Posted By: Carl Navarro Re: Installer Question: 110 hardware - 11/14/07 12:57 AM
No, I LOVE punching Cat 5e cable on 66 blocks because it's so fast and efficient punching one wire up and one wire down.

Crazy Carl
Posted By: PMCook Re: Installer Question: 110 hardware - 11/14/07 01:54 AM
Ya nut. I sure hope you charge by the hour, dude. Seriously, I know what you mean. I have this one site that has just been rework after rework. It looks like organized hell and an experienced eye can see the compromises.

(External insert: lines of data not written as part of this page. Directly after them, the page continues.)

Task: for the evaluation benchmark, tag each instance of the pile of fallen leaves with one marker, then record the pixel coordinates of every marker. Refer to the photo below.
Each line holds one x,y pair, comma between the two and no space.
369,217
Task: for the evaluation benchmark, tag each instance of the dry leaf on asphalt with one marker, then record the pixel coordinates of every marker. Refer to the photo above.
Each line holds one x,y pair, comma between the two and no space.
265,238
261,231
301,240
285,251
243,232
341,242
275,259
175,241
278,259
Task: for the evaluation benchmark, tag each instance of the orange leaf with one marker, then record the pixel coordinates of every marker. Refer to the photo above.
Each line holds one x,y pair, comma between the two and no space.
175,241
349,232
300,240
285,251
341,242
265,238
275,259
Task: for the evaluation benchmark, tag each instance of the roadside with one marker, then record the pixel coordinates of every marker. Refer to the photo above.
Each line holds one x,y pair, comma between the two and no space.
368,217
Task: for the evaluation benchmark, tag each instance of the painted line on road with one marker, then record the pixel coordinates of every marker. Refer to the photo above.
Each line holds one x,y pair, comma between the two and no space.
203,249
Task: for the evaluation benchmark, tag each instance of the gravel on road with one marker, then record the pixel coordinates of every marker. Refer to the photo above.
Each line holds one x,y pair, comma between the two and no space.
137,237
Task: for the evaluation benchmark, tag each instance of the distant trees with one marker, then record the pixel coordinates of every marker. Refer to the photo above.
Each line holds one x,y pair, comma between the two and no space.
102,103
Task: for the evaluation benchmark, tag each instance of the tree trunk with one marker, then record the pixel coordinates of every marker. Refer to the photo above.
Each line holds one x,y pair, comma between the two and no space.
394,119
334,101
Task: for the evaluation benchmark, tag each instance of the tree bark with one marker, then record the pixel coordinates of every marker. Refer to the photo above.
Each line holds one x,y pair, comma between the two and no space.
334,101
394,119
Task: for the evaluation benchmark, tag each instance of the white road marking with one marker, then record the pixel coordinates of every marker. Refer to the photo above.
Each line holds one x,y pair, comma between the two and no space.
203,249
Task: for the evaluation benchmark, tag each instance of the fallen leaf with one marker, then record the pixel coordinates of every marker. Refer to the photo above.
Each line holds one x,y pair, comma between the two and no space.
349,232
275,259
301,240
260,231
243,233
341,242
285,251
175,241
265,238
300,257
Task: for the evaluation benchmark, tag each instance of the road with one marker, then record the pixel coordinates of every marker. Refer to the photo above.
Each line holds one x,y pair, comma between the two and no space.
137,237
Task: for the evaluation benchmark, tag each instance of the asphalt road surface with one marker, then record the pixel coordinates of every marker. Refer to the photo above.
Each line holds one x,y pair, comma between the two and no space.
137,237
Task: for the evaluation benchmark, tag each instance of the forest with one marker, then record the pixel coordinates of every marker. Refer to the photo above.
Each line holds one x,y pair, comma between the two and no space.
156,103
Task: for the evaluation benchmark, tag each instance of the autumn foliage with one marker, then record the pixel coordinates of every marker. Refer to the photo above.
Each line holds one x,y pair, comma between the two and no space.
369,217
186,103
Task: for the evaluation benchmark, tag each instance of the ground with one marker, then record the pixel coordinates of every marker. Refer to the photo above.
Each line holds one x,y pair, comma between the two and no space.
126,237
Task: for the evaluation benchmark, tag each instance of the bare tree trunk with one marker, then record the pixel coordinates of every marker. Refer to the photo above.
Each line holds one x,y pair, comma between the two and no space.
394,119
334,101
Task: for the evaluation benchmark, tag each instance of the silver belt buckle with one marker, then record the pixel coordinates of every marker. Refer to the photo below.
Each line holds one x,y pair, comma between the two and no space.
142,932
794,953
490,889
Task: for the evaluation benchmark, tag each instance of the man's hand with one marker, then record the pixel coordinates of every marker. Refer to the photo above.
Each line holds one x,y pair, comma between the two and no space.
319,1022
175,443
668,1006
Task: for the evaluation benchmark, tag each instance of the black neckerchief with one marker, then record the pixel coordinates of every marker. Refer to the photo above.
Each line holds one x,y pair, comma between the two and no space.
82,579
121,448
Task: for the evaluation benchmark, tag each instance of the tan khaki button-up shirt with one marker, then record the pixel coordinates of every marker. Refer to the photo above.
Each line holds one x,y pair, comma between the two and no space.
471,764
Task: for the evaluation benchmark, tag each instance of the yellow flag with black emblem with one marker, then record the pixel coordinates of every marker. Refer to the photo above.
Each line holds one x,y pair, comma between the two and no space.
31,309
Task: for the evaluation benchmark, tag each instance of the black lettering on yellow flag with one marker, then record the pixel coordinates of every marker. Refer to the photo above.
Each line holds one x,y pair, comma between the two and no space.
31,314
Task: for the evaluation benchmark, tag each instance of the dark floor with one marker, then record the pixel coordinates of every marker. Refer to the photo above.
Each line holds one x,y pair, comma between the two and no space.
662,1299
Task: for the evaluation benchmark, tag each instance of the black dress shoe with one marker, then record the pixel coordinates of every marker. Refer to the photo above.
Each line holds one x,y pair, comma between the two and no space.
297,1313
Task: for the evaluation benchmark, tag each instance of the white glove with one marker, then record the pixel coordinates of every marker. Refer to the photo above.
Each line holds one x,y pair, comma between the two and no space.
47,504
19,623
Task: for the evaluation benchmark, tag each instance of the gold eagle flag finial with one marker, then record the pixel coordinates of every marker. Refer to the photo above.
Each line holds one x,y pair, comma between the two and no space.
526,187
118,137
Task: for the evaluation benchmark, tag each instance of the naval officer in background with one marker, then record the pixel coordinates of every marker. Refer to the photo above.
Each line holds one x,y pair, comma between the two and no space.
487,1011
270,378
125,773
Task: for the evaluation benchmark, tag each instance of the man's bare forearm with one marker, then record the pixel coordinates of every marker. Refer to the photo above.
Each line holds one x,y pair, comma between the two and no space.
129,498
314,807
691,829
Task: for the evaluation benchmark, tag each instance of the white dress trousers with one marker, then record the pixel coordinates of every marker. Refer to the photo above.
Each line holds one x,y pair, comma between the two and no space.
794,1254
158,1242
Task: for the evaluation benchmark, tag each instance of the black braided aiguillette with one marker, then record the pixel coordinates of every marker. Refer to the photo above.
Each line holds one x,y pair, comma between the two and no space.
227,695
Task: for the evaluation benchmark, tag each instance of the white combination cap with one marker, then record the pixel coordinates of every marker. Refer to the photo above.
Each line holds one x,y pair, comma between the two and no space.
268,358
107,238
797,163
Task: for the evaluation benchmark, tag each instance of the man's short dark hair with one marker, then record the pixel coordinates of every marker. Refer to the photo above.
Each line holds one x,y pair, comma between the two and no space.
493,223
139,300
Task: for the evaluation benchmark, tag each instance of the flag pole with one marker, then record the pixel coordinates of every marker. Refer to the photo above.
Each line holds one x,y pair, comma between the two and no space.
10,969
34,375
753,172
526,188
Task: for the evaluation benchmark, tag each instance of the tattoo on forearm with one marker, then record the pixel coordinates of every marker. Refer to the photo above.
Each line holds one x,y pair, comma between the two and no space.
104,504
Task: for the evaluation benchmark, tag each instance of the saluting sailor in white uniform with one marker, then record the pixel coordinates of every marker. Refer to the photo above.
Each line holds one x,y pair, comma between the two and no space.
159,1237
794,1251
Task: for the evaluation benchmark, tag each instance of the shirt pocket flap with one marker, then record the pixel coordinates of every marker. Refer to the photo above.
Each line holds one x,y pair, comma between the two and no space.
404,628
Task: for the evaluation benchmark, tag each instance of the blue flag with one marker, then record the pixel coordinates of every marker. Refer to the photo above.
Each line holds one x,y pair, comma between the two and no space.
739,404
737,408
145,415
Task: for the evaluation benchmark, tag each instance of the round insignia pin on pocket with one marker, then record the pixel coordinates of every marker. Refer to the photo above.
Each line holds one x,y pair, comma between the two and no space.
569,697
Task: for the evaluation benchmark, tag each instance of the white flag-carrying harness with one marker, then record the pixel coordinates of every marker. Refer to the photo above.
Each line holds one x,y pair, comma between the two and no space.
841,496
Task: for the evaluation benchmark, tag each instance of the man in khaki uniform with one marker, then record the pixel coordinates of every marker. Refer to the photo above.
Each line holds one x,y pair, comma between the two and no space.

But oh my, did it pay off like a slot machine
Posted By: KLD Re: Installer Question: 110 hardware - 11/14/07 04:00 AM
Hey, PMCook, just one question....IF.... Cat 5 and 66 blocks don't go together, why are the new 66 blocks rated Cat 5? smile
Posted By: PMCook Re: Installer Question: 110 hardware - 11/14/07 08:15 AM
I've known of 66 blocks to wire Ethernet for a long time. Used to be you would see them in the old 10BaseT days using Cat3. Anything was better than vampire taps, thick ethernet or the failure prone RG-58. 66 and Cat5 do go together if you really, really want them to, but I only asked the question why use them. It just makes no sense when you have such better alternatives such as 110 blocks even if you just want to do a 1 to 1 connection. Time was patch panels were pretty costly but now they are just a mere fraction of the materials cost. Cat5 means network and you'll never make, say a bus-bar/bridge, with a 66 block for a network. Nor will you cross connect or bridge clip them either. So I just asked why bother.
Posted By: Carl Navarro Re: Installer Question: 110 hardware - 11/14/07 09:20 AM
Just to review, this is a telephone infrastructure wired to Cat 5e specs. There's enough slack at the frame to reterminate the house cable on patch panels and all the jacks are Cat 5e rated and tested. Only the phone system is in Cat 3 land, and it's a Toshiba CIX so it doesn't have to be. In fact, the last 2 systems I did for the Nationals are CIX's and I'm almost liking them. One system, a 200 I believe, is totally 5e from the jacks to the system, the other is 5e jacks to the 66 blocks and a 66 block KSU distribution on the digital line card. It's a smaller unit built on the DK frame (CIX 40? CIX 28?)

The only place I cheated was in an area that has 3 phones on one cable, per their specs. All the rest is one cable, one jack, and one phone.

Carl who even substituted those fancy 8-pin wall plates for the 6-pin screw terminals :-)
Posted By: jeffmoss26 Re: Installer Question: 110 hardware - 11/14/07 11:19 AM
Carl, the smallest one is the CIX40. There was a CIX28 but I don't think it's made anymore.
Posted By: county wide Re: Installer Question: 110 hardware - 11/25/07 05:14 AM
I punch the whole shooting match down on a 300
pair 110 block and then I stock 110 to 8 pin
patch cords for data and then I use assorted
crossconnect wire for slt's digi pots
and if i have time I'll hide all of this in a 42 inch vault the only time I don't use 110 blocks
is when its all cat 3 dangling there or I am subbing for a guy that does not understand the way 110 stuff works and does not know the colorcode ......
Posted By: KLD Re: Installer Question: 110 hardware - 11/25/07 05:32 AM
BIX it!!! :thumb:
Posted By: Pete Largo Re: Installer Question: 110 hardware - 11/26/07 07:08 PM
forgive him, the BIX made him do it...


laugh
Posted By: Gooru Re: Installer Question: 110 hardware - 11/27/07 04:46 PM
Ive seen many cat5e patch panels where the patches from equipment to station side were so messy that the weight of subsequent patches were pulling the earlier patches out. Some work that we will be performing includes the "cleaning-up" of such a patch bay. Is there cable management equipment that addreses this issue other than brackets and 4x4 vertical race way? On a new cat5 installation what termination equipment would provide greatest flexability and reliability, 110 blocks,cat5 patch panels,cat5 66 blocks.